I've noticed that transferring data to recent high end GPUs is faster than gathering it back to the CPU. Here are the results using a benchmarking function provided to me by mathworks tech-support running on an older Nvidia K20 and a recent Nvidia P100 with PCIE:
Using a Tesla P100-PCIE-12GB GPU.
Achieved peak send speed of 11.042 GB/s
Achieved peak gather speed of 4.20609 GB/s
Using a Tesla K20m GPU.
Achieved peak send speed of 2.5269 GB/s
Achieved peak gather speed of 2.52399 GB/s
I've attached the benchmark function below for reference. What is the reason for the asymmetry on the P100? Is this system dependent or is it the norm on recent high end GPUs? Can the gather speed be increased?
gpu = gpuDevice();
fprintf('Using a %s GPU.\n', gpu.Name)
sizeOfDouble = 8; % Each double-precision number needs 8 bytes of storage
sizes = power(2, 14:28);
sendTimes = inf(size(sizes));
gatherTimes = inf(size(sizes));
for ii=1:numel(sizes)
numElements = sizes(ii)/sizeOfDouble;
hostData = randi([0 9], numElements, 1);
gpuData = randi([0 9], numElements, 1, 'gpuArray');
% Time sending to GPU
sendFcn = @() gpuArray(hostData);
sendTimes(ii) = gputimeit(sendFcn);
% Time gathering back from GPU
gatherFcn = @() gather(gpuData);
gatherTimes(ii) = gputimeit(gatherFcn);
end
sendBandwidth = (sizes./sendTimes)/1e9;
[maxSendBandwidth,maxSendIdx] = max(sendBandwidth);
fprintf('Achieved peak send speed of %g GB/s\n',maxSendBandwidth)

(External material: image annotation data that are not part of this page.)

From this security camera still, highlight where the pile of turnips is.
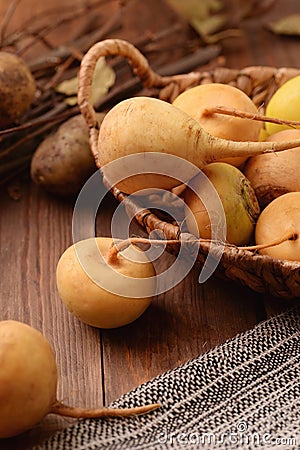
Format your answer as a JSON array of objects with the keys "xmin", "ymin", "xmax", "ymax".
[{"xmin": 0, "ymin": 48, "xmax": 300, "ymax": 438}]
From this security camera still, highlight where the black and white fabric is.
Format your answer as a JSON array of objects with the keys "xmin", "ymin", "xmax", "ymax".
[{"xmin": 36, "ymin": 308, "xmax": 300, "ymax": 450}]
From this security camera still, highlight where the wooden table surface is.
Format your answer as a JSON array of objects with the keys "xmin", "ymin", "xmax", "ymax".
[{"xmin": 0, "ymin": 0, "xmax": 300, "ymax": 450}]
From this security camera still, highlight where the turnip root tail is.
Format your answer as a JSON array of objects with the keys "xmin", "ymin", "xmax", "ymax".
[
  {"xmin": 206, "ymin": 132, "xmax": 300, "ymax": 163},
  {"xmin": 49, "ymin": 401, "xmax": 161, "ymax": 419}
]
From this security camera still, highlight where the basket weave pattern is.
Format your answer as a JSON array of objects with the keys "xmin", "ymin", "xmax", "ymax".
[{"xmin": 78, "ymin": 39, "xmax": 300, "ymax": 298}]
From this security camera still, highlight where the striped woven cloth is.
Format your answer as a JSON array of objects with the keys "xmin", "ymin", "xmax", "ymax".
[{"xmin": 35, "ymin": 307, "xmax": 300, "ymax": 450}]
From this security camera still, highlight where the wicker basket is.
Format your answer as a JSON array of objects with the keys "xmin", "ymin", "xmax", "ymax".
[{"xmin": 78, "ymin": 39, "xmax": 300, "ymax": 298}]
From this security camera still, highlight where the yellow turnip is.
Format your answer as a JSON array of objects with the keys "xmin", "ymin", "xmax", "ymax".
[
  {"xmin": 95, "ymin": 97, "xmax": 300, "ymax": 194},
  {"xmin": 184, "ymin": 162, "xmax": 260, "ymax": 245},
  {"xmin": 173, "ymin": 83, "xmax": 262, "ymax": 166},
  {"xmin": 243, "ymin": 129, "xmax": 300, "ymax": 208},
  {"xmin": 255, "ymin": 192, "xmax": 300, "ymax": 261},
  {"xmin": 265, "ymin": 75, "xmax": 300, "ymax": 134}
]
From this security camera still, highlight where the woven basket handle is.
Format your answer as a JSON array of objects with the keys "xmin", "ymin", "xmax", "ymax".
[{"xmin": 78, "ymin": 39, "xmax": 198, "ymax": 166}]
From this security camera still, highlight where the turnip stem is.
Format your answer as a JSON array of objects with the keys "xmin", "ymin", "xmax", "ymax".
[
  {"xmin": 49, "ymin": 401, "xmax": 161, "ymax": 419},
  {"xmin": 107, "ymin": 231, "xmax": 298, "ymax": 265},
  {"xmin": 107, "ymin": 237, "xmax": 182, "ymax": 266},
  {"xmin": 203, "ymin": 106, "xmax": 300, "ymax": 128}
]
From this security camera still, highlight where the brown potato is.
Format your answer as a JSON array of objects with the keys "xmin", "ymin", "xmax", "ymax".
[{"xmin": 31, "ymin": 114, "xmax": 104, "ymax": 196}]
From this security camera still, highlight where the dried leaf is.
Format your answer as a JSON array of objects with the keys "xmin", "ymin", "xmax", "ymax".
[
  {"xmin": 56, "ymin": 58, "xmax": 116, "ymax": 106},
  {"xmin": 267, "ymin": 14, "xmax": 300, "ymax": 36}
]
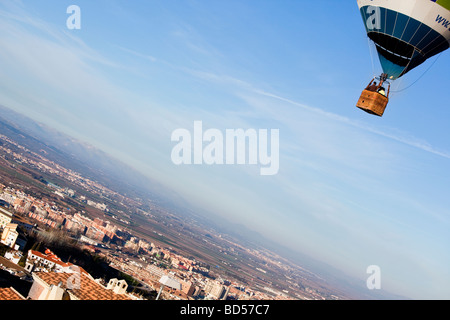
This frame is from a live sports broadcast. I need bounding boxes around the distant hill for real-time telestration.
[0,105,176,203]
[0,105,405,299]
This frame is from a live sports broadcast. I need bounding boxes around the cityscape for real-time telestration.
[0,116,346,300]
[0,0,450,308]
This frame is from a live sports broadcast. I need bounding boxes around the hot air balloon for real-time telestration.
[357,0,450,117]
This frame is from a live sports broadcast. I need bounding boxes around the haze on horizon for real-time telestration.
[0,0,450,299]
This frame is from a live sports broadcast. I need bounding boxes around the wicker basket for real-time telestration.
[356,90,389,117]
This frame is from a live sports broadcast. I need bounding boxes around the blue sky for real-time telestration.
[0,0,450,299]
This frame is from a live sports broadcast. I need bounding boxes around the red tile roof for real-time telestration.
[33,272,131,300]
[0,288,25,300]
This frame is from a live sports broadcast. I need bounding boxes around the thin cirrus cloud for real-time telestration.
[0,1,449,300]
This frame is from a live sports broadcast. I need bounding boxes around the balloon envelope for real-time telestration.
[357,0,450,79]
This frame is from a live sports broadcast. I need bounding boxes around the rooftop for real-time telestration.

gatherBandwidth = (sizes./gatherTimes)/1e9;
[maxGatherBandwidth,maxGatherIdx] = max(gatherBandwidth);
fprintf('Achieved peak gather speed of %g GB/s\n',max(gatherBandwidth))
Edit: we now know it is not system dependent (see comments) . I still want to know the reason for the assymetry or if it can be changed.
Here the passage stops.